Somebody doesn't understand digital at all!    A bit is either a 0 or 1.*   It takes a LOT of noise/corruption to "flip" a bit.   And, that almost never happens.    These posts here on the forum go through all kinds of connections all over the world and if there's a spelling error you can be pretty sure it's a human error rather than data corruption. 

And when you do get a digital errors things can get very bad quickly.   A single random flipped bit in your bank account can make a million dollar error just as easily as it can make a 1-cent error.

...To be fair, there is error-checking and error correction over the Internet that doesn't happen with "regular" USB audio but USB is still very robust.  If there's a problem with USB audio it usually originates with some kind of multitasking/interruption, etc.**



* I don't know the details of USB, but there are defined voltage levels.   For example, with 5 Volt logic "nominal" 5V is a 1 and "nominal" zero Volts is a zero.  One system/technology that I am familiar with will read anything greater than 3V as a 1, and anything less than 1.5V is read as a zero.   Anything in-between is undefined and might read one or zero.  Those are input specs.   The output specs are tighter so if you write (output) a 1 it will always be read (input) as a 1, and if you write a zero it will be read as a zero.    So, noise up to 1.5V has no effect on the digital signals. 
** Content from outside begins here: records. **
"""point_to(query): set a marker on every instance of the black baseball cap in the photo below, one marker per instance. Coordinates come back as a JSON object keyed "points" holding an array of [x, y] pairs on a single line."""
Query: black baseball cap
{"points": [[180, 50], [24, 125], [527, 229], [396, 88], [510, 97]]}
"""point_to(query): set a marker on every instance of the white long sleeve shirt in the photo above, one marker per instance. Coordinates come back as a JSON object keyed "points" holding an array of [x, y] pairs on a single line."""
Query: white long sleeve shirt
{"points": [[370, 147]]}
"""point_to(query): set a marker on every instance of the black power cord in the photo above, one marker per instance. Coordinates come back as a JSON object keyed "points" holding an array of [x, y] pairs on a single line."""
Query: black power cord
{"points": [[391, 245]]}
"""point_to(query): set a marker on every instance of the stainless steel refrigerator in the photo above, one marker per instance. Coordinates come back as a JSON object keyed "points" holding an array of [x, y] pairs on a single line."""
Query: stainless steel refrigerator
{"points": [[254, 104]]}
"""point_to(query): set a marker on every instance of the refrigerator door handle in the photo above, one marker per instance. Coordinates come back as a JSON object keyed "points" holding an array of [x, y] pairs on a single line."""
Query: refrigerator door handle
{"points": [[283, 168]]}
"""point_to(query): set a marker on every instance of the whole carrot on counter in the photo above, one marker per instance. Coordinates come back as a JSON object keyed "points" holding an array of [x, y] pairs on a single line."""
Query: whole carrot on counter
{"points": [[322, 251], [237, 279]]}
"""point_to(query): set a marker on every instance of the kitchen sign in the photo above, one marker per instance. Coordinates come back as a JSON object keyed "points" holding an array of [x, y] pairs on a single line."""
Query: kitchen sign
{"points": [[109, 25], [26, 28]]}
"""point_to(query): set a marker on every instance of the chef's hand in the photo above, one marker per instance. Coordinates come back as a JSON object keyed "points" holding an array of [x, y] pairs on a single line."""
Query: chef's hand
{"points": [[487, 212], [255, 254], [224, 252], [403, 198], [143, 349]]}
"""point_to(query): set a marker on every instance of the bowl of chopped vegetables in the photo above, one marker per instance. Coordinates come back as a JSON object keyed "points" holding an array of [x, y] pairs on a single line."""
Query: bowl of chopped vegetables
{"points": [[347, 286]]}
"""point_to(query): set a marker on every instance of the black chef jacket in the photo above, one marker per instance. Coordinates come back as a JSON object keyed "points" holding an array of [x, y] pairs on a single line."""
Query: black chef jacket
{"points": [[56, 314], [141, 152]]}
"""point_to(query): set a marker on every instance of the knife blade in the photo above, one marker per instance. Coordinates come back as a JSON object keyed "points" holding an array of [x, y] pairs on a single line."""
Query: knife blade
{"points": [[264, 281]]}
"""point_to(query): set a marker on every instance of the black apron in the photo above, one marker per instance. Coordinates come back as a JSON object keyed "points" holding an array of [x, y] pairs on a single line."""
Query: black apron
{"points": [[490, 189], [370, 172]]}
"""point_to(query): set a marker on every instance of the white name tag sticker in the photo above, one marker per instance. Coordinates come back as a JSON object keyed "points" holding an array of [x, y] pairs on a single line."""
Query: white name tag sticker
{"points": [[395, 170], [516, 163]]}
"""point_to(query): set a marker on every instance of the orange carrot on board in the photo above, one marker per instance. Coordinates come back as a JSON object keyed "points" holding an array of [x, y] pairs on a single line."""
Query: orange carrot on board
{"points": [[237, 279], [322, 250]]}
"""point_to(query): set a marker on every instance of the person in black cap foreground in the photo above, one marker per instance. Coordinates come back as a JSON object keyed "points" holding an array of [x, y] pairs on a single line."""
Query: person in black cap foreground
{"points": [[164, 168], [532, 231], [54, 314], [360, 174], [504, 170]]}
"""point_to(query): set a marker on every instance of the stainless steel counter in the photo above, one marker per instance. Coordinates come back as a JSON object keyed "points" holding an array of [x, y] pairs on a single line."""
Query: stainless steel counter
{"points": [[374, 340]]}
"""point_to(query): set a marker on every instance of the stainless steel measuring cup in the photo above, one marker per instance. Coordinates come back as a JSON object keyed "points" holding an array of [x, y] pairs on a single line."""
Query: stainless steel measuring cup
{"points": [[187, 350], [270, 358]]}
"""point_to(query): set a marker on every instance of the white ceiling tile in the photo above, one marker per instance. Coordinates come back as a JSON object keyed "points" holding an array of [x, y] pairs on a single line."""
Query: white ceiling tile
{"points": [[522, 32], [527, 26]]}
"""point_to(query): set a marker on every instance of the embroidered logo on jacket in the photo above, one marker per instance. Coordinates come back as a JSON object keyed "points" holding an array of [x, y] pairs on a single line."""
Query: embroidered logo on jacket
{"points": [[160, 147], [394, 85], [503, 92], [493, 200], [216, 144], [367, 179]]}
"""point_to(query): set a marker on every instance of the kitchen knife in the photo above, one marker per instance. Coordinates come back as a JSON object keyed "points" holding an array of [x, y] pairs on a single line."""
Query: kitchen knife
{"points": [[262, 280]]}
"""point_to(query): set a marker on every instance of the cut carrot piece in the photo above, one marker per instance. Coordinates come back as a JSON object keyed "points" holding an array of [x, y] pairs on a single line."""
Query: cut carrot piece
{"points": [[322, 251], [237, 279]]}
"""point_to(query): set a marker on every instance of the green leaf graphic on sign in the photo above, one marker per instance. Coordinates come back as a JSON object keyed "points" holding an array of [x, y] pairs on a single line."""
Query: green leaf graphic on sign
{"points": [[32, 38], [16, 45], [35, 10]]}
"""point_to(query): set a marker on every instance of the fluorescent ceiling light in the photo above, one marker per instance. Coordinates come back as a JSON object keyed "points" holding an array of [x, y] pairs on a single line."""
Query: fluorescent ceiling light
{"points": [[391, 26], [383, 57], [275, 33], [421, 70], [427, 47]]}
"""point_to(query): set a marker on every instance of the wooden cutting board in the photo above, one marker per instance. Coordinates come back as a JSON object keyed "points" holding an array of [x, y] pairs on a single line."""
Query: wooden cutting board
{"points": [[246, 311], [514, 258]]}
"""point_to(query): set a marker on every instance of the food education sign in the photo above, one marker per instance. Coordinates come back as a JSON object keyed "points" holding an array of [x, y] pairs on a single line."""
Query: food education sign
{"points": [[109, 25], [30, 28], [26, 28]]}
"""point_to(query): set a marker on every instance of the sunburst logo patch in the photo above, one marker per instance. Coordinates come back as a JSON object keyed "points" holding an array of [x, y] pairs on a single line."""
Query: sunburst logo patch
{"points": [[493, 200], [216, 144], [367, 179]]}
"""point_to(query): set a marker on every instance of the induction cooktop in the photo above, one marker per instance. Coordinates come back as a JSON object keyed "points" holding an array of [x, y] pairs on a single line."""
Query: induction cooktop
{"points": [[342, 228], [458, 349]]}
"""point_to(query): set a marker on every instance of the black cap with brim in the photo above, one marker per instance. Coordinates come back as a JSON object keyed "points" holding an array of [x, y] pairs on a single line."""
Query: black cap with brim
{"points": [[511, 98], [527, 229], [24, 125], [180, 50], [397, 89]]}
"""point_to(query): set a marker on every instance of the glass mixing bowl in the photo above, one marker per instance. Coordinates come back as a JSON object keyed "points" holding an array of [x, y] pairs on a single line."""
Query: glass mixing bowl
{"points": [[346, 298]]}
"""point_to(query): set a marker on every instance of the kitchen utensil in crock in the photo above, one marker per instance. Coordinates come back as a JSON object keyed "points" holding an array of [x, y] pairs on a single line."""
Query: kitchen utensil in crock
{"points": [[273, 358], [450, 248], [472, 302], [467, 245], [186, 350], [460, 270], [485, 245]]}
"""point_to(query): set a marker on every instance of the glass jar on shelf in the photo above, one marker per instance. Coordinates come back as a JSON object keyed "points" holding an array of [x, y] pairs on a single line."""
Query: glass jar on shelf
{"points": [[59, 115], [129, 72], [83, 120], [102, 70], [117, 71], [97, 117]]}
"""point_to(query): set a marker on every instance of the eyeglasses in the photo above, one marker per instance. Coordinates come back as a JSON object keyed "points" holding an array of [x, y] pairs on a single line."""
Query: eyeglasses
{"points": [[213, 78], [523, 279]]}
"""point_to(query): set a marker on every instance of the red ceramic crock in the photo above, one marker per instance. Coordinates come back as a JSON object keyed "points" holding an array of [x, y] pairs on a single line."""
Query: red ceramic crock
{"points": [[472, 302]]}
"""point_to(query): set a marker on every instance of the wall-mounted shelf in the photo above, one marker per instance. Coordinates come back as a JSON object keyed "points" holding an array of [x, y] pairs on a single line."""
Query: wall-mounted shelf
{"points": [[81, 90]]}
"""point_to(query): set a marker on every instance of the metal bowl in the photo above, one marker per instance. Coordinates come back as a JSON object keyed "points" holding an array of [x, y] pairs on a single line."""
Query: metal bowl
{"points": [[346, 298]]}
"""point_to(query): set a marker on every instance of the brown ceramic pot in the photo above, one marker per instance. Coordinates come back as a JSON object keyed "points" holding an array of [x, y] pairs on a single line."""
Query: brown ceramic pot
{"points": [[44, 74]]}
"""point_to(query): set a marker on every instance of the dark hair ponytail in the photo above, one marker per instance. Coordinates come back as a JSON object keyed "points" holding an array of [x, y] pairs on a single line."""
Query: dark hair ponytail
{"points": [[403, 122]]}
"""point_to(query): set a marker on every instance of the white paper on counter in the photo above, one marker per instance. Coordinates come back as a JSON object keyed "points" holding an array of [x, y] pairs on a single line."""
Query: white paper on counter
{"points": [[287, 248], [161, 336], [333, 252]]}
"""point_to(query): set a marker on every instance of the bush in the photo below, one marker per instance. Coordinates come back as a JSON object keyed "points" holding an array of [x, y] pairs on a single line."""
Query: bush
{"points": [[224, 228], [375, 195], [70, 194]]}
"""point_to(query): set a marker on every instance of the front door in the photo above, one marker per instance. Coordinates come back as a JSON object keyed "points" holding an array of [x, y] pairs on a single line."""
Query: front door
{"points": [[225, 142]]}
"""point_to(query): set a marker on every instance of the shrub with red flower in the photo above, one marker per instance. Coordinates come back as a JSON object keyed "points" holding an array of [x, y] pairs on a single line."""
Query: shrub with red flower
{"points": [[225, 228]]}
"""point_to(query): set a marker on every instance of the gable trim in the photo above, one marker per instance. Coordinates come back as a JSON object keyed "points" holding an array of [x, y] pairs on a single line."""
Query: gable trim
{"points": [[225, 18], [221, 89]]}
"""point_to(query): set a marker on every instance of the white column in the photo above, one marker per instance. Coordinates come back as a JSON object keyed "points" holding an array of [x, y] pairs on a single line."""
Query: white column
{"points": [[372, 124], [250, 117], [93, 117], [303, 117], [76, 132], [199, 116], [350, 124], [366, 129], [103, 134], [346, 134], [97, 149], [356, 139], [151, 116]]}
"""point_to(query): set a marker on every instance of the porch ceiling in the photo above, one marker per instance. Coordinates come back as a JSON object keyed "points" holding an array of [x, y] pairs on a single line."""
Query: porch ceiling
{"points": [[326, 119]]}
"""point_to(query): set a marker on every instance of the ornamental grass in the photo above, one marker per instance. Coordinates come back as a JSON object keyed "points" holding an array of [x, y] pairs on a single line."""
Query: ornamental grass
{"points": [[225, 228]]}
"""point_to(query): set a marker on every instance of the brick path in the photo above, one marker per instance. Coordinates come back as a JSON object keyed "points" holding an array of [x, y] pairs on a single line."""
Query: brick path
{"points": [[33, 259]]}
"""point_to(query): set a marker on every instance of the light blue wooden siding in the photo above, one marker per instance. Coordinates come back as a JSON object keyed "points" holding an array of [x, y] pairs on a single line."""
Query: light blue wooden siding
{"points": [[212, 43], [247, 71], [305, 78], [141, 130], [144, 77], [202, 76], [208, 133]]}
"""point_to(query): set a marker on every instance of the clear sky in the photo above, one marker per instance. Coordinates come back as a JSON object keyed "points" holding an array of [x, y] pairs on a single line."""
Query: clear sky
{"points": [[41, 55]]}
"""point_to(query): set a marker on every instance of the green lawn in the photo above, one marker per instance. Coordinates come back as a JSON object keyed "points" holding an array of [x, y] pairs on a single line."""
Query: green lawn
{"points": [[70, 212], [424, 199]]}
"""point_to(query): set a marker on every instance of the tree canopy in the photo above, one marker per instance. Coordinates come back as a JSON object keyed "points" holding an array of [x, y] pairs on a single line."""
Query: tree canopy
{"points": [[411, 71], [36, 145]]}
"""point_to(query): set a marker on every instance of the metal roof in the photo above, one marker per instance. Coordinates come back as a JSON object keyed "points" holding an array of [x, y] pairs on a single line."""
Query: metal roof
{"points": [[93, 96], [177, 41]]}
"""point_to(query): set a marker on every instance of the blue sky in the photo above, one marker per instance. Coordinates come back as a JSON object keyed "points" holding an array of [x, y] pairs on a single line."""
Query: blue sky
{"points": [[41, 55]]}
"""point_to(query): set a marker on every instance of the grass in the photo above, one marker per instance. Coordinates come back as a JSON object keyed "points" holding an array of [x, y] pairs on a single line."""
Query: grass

With analog, 1.5V of noise on a 5V signal puts the noise at about -10dB which would be pretty horrible.    And with a more-typical ~1V line level signal, the noise could exceed the signal!    -60dB is 1/000th of the signal and "typical" shielded analog cables don't even pick-up that much noise!   

** WI-Fi has been known to "interfere" with recording, but it's a interrupt problem, not an interference problem.